この本は、アメリカの労働者階級の苦しい状況と、中西部の社会経済的な問題を鋭く描写しており、ヴァンス自身の生い立ちや家庭環境を通して、現代アメリカの社会問題を浮き彫りにし話題となりました。
家族背景
1984年8月2日、ヴァンスはオハイオ州ミドルタウンで生まれました。彼の本名はジェームズ・デイヴィッド・ヴァンス(James David Vance)ですが、普段はJ・D・ヴァンスと名乗っています。
彼の家族はアパラチア地方からの移住者であり、祖父母はケンタッキー州の貧しい地域からオハイオ州に移り住みました。彼の祖父母は、アパラチア地方出身の労働者階級としての強いアイデンティティを持っており、ヴァンスの幼少期はその影響を強く受けました。
幼少期と家庭環境
ヴァンスの家庭環境は決して安定したものではありませんでした。

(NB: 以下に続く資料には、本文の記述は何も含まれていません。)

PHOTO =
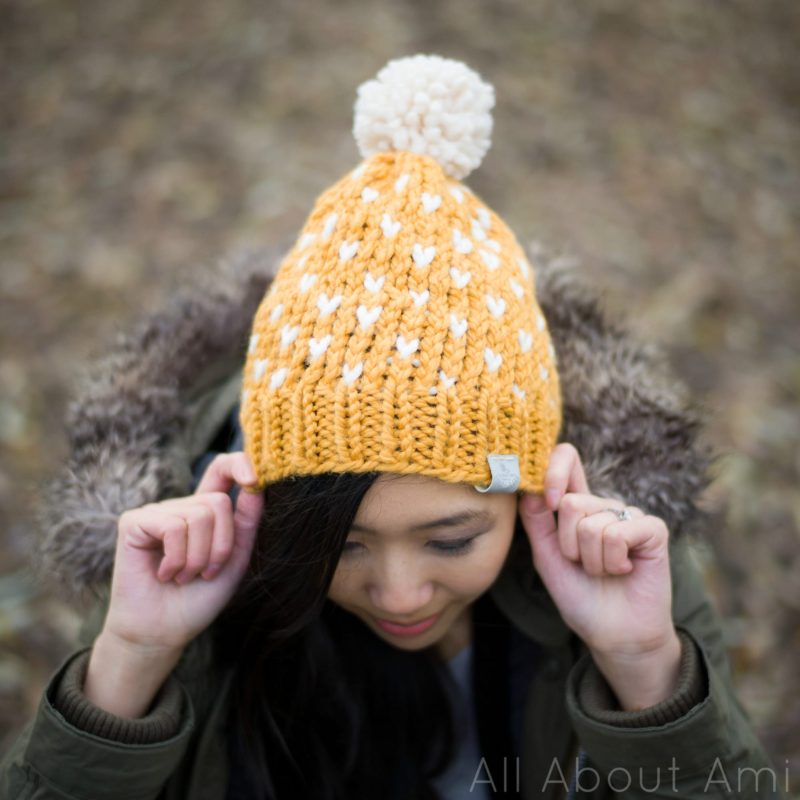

彼の母親は薬物依存症に苦しみ、家庭内暴力や離婚などの問題が絶えませんでした。
彼の幼少期は、度重なる引っ越しや家庭内のいざこざばかりでした。そんな中、彼の祖母はヴァンスにとって大きな心の支えとなり、彼の教育や人格形成に大きな影響を与えました。
海兵隊への入隊と大学への進学
ありえない家庭環境を乗り越えたヴァンスは、ミドルタウンの高校を卒業した後、アメリカ海兵隊に入隊しました。海兵隊では下士官としてイラク戦争に従軍し、その経験が後の人生において大きな影響を与えました。
その後、海兵隊を名誉除隊(honorably discharged)し、オハイオ州立大学に進学しました。オハイオ州立大学では、政治学と哲学を専攻し、優秀な成績で卒業しました。
イェール大学ロースクールへ
オハイオ州立大学卒業後、ヴァンスはイェール大学のロースクールに進学しました。イェール大学では、著名な法学教授エイミー・チャーリーに師事し、彼女の助言を受けながら、法学の知識を深めていきました。イェール大学での経験は、彼のキャリアにおいて非常に重要な転機となり、彼は法曹界での成功を目指すようになりました。
**アメリカ海兵隊の下士官で除隊後にイェールのロースクールへ行けるなんて、ヴァンスさんは相当あたまの良い人なのでしょう。
著書『ヒルビリー・エレジー』
2016年にヴァンスは著書『ヒルビリー・エレジー』を出版しました。この本はヴァンスの名を一躍有名にしました。
彼の家族史と、彼自身の体験を通してアメリカの中西部の労働者階級の現実を描いたものであり、社会経済的な問題を深く掘り下げています。ヴァンスは、アパラチア地方の伝統的な価値観と、現代アメリカの急激な社会変化との間で葛藤する家庭環境を描き出し、多くの読者の共感を呼びました。
The Economist誌では、2016年に出版されたアメリカに関する本の中で最も重要な一冊として注目しています。
政治キャリアの始まり
ヴァンスは、著書の成功を受けて、政治の世界にも足を踏み入れることになりました。2021年、彼はオハイオ州の共和党からアメリカ合衆国上院議員選挙に出馬することを表明しました。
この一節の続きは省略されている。